This seems accurate. Anyone active on social media can acknowledge that his or her feed shows fewer posts from friends or followers and more “general interest” content, which is increasingly AI-generated.
Why is it happening? The first explanation is, of course, AI. But AI is just part of the problem. The entire social-media ecosystem has reached its limits and is now bouncing to the opposite of what it was designed to be.
Late in the first decade of the 2000s, when social media were just beginning to reshape mass communication, the platforms were supposed to put users’ personal interests front and center. According to legend, Mark Zuckerberg said of this new medium: “A squirrel dying in front of your house may be more relevant to your interests right now than people dying in Africa.” The idea sounds callous, but the intention was to shift people’s focus from distant news delivered by mass media to personal news shared by friends and family.

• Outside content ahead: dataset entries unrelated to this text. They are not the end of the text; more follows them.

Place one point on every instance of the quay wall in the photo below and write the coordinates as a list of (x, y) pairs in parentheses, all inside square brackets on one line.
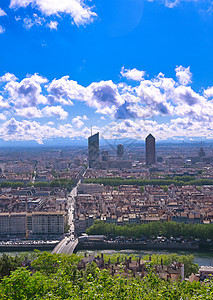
[(102, 245)]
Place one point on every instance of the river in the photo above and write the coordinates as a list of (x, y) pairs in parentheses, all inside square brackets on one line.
[(201, 258)]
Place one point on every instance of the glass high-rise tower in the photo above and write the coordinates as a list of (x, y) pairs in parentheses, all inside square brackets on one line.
[(150, 149), (93, 150)]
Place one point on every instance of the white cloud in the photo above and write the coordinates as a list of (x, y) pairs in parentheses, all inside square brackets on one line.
[(8, 77), (133, 74), (34, 21), (208, 93), (3, 117), (55, 111), (53, 25), (183, 75), (2, 13), (131, 109), (2, 30), (77, 122), (27, 93), (78, 10), (28, 112), (174, 3), (3, 103), (85, 118), (64, 91)]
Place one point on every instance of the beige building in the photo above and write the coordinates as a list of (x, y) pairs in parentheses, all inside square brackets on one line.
[(36, 223)]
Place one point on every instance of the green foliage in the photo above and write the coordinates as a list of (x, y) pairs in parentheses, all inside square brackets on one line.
[(8, 264), (57, 277), (188, 261), (167, 229), (177, 180)]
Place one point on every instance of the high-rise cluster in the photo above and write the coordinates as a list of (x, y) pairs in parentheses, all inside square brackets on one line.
[(150, 149)]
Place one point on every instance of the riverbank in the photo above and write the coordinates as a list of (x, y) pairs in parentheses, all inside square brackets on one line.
[(21, 247), (115, 245)]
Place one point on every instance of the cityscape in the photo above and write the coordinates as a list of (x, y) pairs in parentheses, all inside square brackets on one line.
[(106, 149)]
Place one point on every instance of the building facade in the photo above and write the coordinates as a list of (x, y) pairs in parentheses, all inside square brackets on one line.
[(150, 149), (93, 150)]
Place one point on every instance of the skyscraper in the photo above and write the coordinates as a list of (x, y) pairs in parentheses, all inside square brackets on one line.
[(201, 153), (150, 149), (93, 150), (120, 150)]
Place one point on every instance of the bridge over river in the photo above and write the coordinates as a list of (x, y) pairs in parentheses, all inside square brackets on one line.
[(67, 246)]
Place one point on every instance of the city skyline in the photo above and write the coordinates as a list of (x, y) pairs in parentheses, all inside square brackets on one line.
[(126, 68)]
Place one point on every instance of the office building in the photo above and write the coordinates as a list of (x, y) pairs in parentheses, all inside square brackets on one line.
[(201, 153), (105, 155), (93, 150), (120, 150), (150, 149)]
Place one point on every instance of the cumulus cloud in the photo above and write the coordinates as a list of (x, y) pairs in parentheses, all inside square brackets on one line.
[(78, 10), (129, 110), (133, 74), (183, 75), (27, 93), (34, 21), (2, 13), (2, 30), (53, 25), (77, 121), (55, 111), (8, 77), (208, 93), (64, 91), (28, 112), (3, 103), (174, 3)]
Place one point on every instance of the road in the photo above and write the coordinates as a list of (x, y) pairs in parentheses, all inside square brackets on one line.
[(68, 244)]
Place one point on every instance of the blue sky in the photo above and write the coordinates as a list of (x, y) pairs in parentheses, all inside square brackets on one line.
[(125, 67)]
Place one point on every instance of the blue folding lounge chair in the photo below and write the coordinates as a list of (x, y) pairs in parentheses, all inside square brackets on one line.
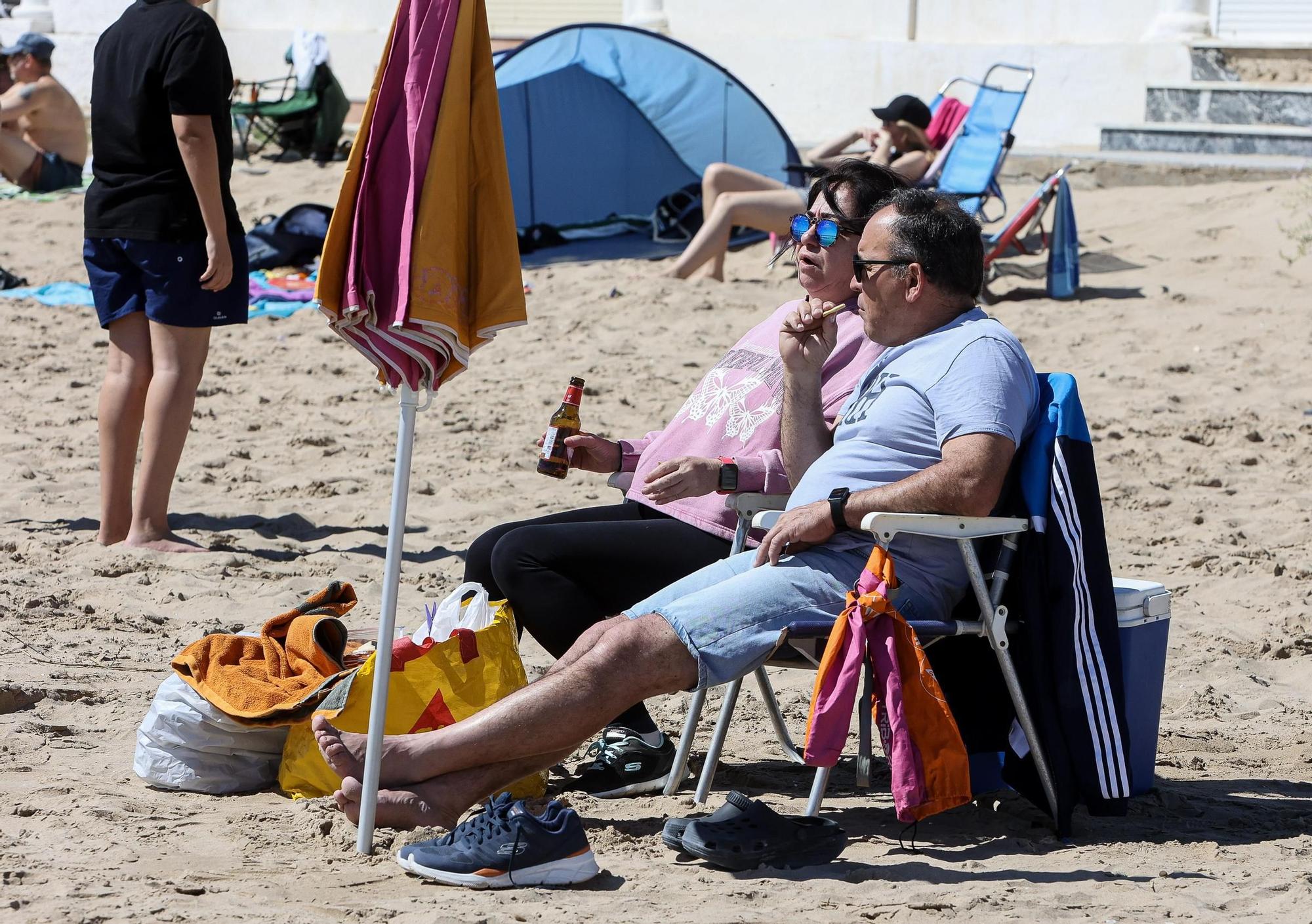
[(975, 155)]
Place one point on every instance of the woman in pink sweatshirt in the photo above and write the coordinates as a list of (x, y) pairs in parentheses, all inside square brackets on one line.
[(567, 571)]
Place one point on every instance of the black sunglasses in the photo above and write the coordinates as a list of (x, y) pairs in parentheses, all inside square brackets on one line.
[(859, 266)]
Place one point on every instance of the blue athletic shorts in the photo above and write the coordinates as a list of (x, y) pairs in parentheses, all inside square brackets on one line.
[(165, 281), (730, 613)]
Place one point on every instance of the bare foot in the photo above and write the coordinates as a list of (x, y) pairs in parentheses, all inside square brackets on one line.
[(344, 751), (430, 803), (166, 542), (110, 537)]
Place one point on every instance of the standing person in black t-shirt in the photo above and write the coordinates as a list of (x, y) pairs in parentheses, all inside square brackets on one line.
[(165, 251)]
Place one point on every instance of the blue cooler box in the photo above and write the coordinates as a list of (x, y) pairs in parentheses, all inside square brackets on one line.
[(1143, 613)]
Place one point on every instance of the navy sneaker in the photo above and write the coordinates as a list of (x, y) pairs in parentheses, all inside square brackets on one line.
[(507, 845)]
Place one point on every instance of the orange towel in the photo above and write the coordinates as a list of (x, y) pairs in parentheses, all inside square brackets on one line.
[(279, 676)]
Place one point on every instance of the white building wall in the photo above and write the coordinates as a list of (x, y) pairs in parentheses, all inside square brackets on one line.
[(819, 73)]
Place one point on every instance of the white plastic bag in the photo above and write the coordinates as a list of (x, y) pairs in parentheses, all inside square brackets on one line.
[(187, 743), (444, 618)]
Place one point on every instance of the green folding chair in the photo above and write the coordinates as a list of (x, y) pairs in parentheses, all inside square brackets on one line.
[(277, 112)]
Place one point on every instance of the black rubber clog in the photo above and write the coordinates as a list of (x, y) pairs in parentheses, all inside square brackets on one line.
[(760, 836)]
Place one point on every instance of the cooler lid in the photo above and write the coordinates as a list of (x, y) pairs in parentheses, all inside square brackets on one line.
[(1141, 601)]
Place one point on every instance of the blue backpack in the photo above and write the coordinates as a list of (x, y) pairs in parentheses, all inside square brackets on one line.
[(292, 239)]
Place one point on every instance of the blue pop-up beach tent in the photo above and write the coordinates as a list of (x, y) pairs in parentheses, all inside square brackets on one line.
[(604, 121)]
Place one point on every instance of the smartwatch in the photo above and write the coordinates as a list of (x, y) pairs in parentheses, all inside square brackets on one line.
[(838, 502), (729, 475)]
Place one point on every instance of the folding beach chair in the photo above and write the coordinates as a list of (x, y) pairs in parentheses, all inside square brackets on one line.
[(1019, 233), (802, 643), (1070, 599), (972, 161), (308, 121)]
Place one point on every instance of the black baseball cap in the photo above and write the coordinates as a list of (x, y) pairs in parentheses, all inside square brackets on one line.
[(31, 44), (905, 110)]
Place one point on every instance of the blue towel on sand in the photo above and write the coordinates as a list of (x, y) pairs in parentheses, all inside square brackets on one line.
[(79, 294), (54, 293)]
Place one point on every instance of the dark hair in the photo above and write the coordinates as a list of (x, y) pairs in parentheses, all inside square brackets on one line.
[(933, 230), (869, 184)]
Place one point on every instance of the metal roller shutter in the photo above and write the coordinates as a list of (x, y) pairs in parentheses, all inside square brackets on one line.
[(1288, 20), (525, 19)]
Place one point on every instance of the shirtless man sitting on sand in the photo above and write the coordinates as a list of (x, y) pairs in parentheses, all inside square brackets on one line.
[(43, 131)]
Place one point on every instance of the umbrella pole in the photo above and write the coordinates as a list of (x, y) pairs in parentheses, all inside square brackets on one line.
[(388, 625)]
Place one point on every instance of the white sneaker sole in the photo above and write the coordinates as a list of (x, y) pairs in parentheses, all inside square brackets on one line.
[(638, 788), (566, 872)]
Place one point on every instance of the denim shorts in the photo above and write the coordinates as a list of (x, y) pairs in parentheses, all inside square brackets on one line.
[(730, 613), (163, 279)]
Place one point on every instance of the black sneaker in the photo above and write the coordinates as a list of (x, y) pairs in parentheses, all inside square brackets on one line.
[(624, 764)]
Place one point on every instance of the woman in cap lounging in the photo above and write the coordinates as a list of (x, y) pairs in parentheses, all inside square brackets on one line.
[(569, 571), (735, 197)]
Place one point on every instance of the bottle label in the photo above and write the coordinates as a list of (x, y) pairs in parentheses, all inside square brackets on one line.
[(549, 444)]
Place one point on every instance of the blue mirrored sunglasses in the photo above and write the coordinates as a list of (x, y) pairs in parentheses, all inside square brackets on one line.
[(827, 229)]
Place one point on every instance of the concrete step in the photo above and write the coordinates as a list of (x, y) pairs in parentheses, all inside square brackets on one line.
[(1255, 62), (1231, 103), (1096, 170), (1209, 138)]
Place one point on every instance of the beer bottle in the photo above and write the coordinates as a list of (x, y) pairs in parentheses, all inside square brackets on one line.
[(565, 423)]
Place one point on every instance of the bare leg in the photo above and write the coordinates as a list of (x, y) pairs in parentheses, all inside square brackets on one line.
[(768, 211), (16, 155), (440, 802), (346, 751), (912, 166), (179, 360), (586, 642), (123, 405), (629, 663)]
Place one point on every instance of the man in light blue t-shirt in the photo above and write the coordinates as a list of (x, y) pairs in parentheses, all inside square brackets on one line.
[(932, 427)]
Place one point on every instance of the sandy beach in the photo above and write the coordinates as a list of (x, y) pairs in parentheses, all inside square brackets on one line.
[(1191, 344)]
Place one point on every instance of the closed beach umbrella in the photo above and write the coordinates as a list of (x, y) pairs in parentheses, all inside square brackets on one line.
[(422, 262)]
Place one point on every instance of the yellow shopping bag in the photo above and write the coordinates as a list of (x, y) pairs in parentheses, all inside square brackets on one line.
[(432, 685)]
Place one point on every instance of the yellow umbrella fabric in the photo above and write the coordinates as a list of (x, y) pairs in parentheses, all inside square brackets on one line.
[(465, 263)]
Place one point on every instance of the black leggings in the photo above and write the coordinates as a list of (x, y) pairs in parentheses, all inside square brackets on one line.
[(569, 571)]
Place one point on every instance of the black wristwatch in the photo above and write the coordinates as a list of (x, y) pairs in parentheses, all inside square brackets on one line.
[(729, 475), (838, 502)]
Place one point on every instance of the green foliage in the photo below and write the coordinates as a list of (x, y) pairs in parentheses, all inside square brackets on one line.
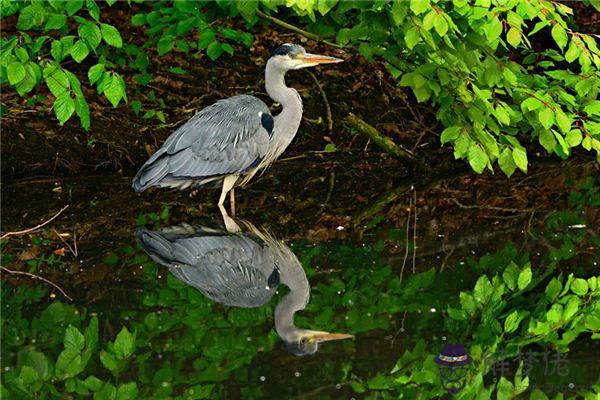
[(169, 341), (475, 62)]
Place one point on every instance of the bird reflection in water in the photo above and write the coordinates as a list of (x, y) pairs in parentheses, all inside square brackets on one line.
[(239, 268)]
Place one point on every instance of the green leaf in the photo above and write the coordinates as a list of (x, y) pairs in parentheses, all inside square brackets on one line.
[(574, 138), (124, 343), (524, 278), (31, 16), (502, 115), (419, 6), (127, 391), (113, 90), (505, 389), (138, 20), (39, 362), (95, 73), (93, 9), (412, 37), (90, 33), (16, 72), (64, 107), (506, 162), (512, 322), (107, 392), (108, 361), (440, 24), (92, 383), (560, 35), (530, 104), (450, 134), (165, 44), (56, 80), (546, 117), (206, 38), (478, 158), (482, 290), (554, 314), (72, 6), (79, 51), (563, 121), (69, 363), (572, 52), (111, 35), (247, 8), (82, 109), (520, 158), (214, 50), (513, 37), (547, 140), (74, 338), (56, 21), (579, 287), (28, 375)]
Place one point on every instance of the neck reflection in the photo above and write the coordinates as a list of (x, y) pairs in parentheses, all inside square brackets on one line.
[(240, 266)]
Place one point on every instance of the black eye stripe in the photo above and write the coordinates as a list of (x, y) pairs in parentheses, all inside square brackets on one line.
[(283, 50)]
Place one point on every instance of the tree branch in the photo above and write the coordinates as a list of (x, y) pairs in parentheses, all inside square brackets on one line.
[(385, 143), (35, 228), (296, 29)]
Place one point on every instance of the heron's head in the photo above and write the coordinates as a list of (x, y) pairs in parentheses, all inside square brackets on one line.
[(302, 342), (292, 56)]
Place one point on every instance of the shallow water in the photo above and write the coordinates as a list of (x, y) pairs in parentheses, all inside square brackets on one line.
[(357, 272)]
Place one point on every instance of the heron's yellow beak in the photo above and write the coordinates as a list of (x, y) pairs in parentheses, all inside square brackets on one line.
[(317, 336), (315, 59)]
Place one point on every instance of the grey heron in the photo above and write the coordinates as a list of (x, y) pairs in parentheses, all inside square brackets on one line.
[(227, 142), (240, 269)]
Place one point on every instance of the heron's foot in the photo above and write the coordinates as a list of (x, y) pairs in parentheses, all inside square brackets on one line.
[(232, 202)]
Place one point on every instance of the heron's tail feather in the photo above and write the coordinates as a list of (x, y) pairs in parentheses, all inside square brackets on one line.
[(156, 245)]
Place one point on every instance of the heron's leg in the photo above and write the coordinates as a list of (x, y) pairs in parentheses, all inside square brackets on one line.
[(228, 183), (230, 225), (232, 201)]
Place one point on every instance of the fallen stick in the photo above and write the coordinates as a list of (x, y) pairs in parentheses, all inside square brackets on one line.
[(385, 143), (10, 271), (35, 228)]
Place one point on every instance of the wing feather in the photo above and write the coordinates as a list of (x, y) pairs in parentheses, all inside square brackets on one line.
[(226, 137)]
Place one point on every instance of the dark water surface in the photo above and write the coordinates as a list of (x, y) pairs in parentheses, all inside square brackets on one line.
[(374, 271)]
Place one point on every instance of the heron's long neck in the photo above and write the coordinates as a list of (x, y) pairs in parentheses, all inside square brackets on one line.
[(288, 120), (296, 300)]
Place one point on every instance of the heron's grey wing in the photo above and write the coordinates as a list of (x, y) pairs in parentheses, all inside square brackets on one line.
[(231, 269), (229, 137)]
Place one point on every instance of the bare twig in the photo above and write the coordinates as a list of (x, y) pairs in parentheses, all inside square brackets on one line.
[(325, 102), (73, 249), (10, 271), (415, 232), (515, 210), (407, 230), (35, 228)]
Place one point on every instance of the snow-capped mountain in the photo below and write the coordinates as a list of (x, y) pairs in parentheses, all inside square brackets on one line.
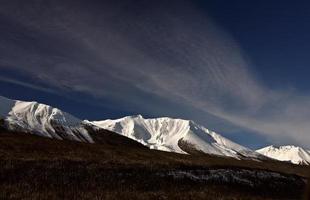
[(167, 134), (41, 119), (175, 135), (296, 155)]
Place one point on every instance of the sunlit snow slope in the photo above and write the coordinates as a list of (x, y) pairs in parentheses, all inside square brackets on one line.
[(175, 135), (41, 119), (296, 155)]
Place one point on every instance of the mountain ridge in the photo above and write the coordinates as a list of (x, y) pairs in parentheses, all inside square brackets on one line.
[(289, 153)]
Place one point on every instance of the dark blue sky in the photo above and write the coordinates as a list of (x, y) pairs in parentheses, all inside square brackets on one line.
[(238, 67), (274, 34)]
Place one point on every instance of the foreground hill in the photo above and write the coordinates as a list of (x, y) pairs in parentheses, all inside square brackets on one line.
[(35, 167)]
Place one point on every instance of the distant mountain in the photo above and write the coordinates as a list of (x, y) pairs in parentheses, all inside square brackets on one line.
[(294, 154), (167, 134), (41, 119), (176, 135)]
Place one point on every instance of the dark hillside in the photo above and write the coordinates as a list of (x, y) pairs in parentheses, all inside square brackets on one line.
[(33, 167)]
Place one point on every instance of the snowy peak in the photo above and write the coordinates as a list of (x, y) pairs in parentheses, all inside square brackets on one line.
[(41, 119), (175, 135), (294, 154)]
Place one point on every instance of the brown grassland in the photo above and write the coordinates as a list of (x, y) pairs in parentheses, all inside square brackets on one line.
[(33, 167)]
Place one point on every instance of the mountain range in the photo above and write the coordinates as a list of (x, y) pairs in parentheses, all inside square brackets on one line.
[(165, 134)]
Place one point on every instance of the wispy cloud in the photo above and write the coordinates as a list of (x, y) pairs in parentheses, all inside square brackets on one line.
[(27, 85), (133, 51)]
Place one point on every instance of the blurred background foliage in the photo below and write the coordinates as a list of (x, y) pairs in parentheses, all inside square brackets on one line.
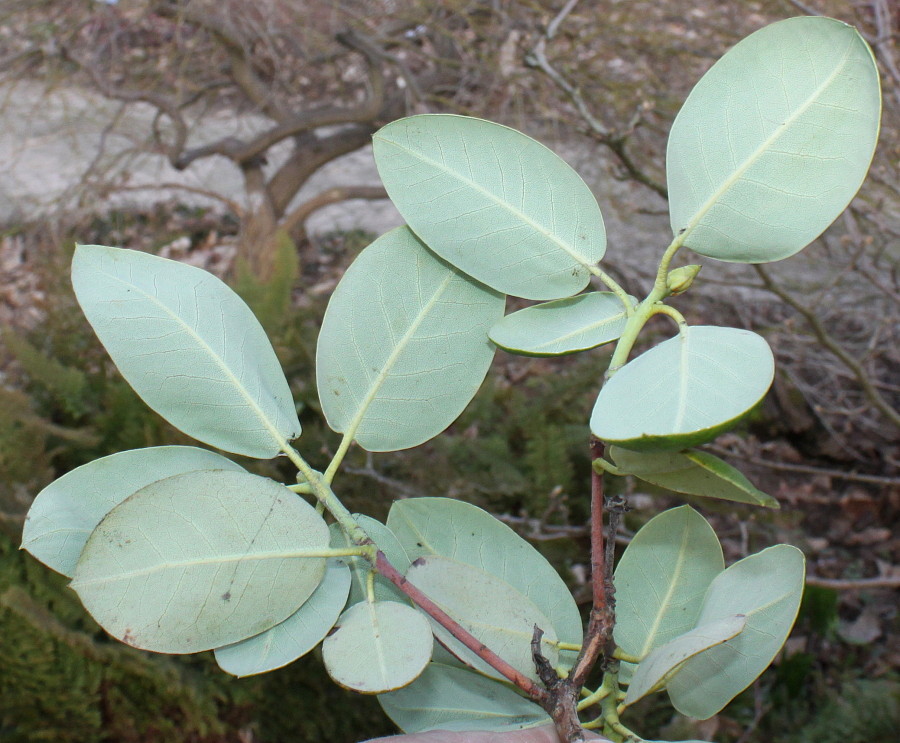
[(603, 84)]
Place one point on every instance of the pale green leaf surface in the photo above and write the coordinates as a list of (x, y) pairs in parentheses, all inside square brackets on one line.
[(693, 472), (662, 578), (200, 560), (378, 646), (295, 636), (685, 391), (774, 141), (403, 346), (190, 348), (449, 698), (662, 661), (488, 608), (359, 567), (562, 326), (64, 514), (463, 532), (766, 587), (493, 202)]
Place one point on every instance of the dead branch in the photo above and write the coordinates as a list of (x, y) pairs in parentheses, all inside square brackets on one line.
[(827, 341)]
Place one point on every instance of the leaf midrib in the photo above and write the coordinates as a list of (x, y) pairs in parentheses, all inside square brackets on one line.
[(582, 260), (761, 149), (404, 341), (676, 574), (321, 552), (219, 361)]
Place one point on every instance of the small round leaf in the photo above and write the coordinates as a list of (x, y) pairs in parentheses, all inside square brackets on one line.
[(766, 588), (449, 698), (562, 326), (378, 646), (685, 391), (296, 635)]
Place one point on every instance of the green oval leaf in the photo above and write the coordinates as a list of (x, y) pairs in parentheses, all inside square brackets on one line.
[(663, 661), (449, 698), (562, 326), (493, 202), (64, 514), (360, 567), (766, 587), (693, 472), (190, 348), (295, 636), (488, 608), (463, 532), (378, 646), (403, 346), (685, 391), (774, 141), (200, 560), (662, 578)]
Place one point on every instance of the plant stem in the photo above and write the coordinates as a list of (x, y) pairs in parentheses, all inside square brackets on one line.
[(600, 624), (664, 309), (323, 492), (651, 305), (614, 287), (384, 567)]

It mostly succeeded. Totally meaningless in terms of public interest, personal news was empowered by platform design, making users aware of the private lives of friends, acquaintances, and strangers as never before.
But these changes in how people curated their news intake had unintended consequences. Social media certainly boosted personal news sharing, but they also amplified users’ personal attitudes, however biased or uninformed, toward any news—especially politics.
As a result, an even deeper side effect flipped the original intent of Zuckerberg and other social-media pioneers. Instead of merely prioritizing the personal over the distant, social media made the distant personal, delivering it in agitated form through networks of attitudes.
According to the media theorist Marshall McLuhan, when a medium or technology reaches its limits or extremes, it reverses its effects into the opposite. A simple example is the car. Its primary effect is to increase mobility, but when too many cars get on the road, mobility reverses into traffic jams.
The same thing happened with social media. User engagement through expressing personal beliefs reached its most extreme forms by the end of the 2010s. It led to rage, animosity, censorship, and the split of the most dynamic political network, Twitter, into X and Bluesky—two highly polarized social-media environments.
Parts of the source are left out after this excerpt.